5.
Già nella primavera del 1906, prima di passare nell’ultima classe del ginnasio, i sei mesi di relazione con Komarovskij avevano oltrepassato la capacità di sopportazione di Lara. Con estrema abilità egli profittava della depressione di lei e al bisogno, sapeva ricordarle senza parere, in modo sottile e impercettibile, la sua onta. Lara si riduceva, allora, proprio in quello stato di smarrimento che ogni uomo sensuale richiede dalla donna; diveniva sempre più schiava di un incubo dei sensi da cui si risvegliava con orrore. Le contraddizioni della sua aberrazione notturna le erano inspiegabili, come magia nera. Là, tutto era alla rovescia e contrario alla logica: il dolore disperato si manifestava con uno scoppio di risa argentine, resistenza e diniego significavano consenso, e baci di gratitudine coprivano la mano del carnefice.

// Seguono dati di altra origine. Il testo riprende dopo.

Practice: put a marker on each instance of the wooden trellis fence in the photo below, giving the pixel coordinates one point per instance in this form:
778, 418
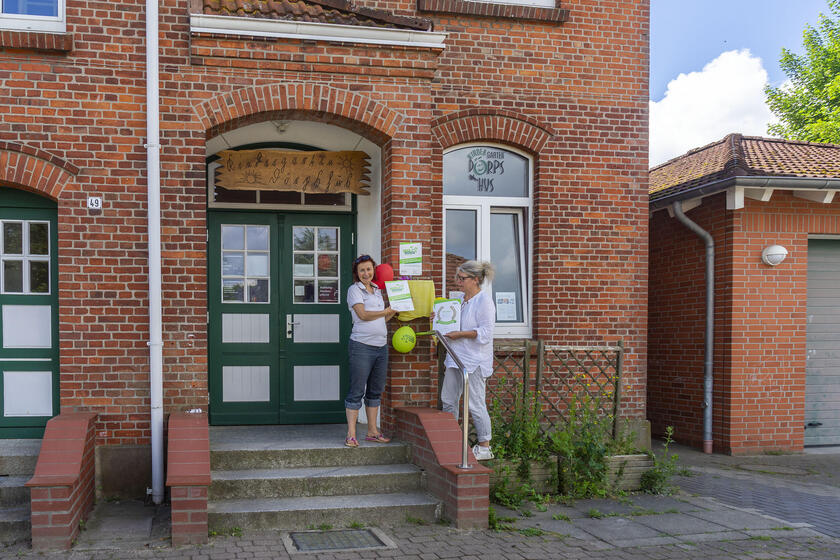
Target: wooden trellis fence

Sembrava che non sarebbe riuscita a liberarsi, ma in primavera, durante una delle ultime lezioni dell’anno scolastico, riflettendo sul fatto che le sollecitazioni di lui sarebbero diventate più frequenti d’estate, quando non vi fosse più lo studio, suo ultimo schermo contro le richieste troppo frequenti di Komarovskij, Lara prese rapidamente una decisione che per molto tempo avrebbe mutato la sua vita.
Quella mattina faceva caldo, si preparava un temporale. Le finestre della classe erano aperte. Lontano, la città ronzava, sempre sulla medesima nota, come api nell’alveare. Dal cortile giungevano grida di bambini che giocavano. L’odore d’erba della terra e dei virgulti novelli appesantiva la testa, come il giovedì grasso l’aroma di vodka e di frittelle.
L’insegnante di storia parlava della spedizione di Napoleone in Egitto. Quando arrivò allo sbarco a Fréjus, il cielo si oscurò e, squarciandosi, ruppe in fulmini e tuoni; insieme all’odore fresco di terra, invasero l’aula nugoli di sabbia e di polvere. Due alunni zelanti si lanciarono servizievolmente nel corridoio a chiamare il bidello perché chiudesse le finestre, e, quando spalancarono la porta, una corrente d’aria sollevò e fece volar via dai banchi le carte assorbenti dei quaderni.
Le finestre furono chiuse. Venne giù uno sporco acquazzone cittadino, mischiato a polvere. Lara strappò un foglio dal taccuino e scrisse alla sua vicina di banco, Nadja Kologrivov:
«Nadja, ho bisogno di organizzarmi la vita lontano dalla mamma. Aiutami a trovare qualche buona lezione. Tu hai molte conoscenze fra la gente ricca.»
Con lo stesso sistema Nadja rispose:
«Cercano un’istitutrice per Lipa. Vieni da noi. Sarebbe così bello! Sai quanto bene ti vogliono il papà e la mamma.»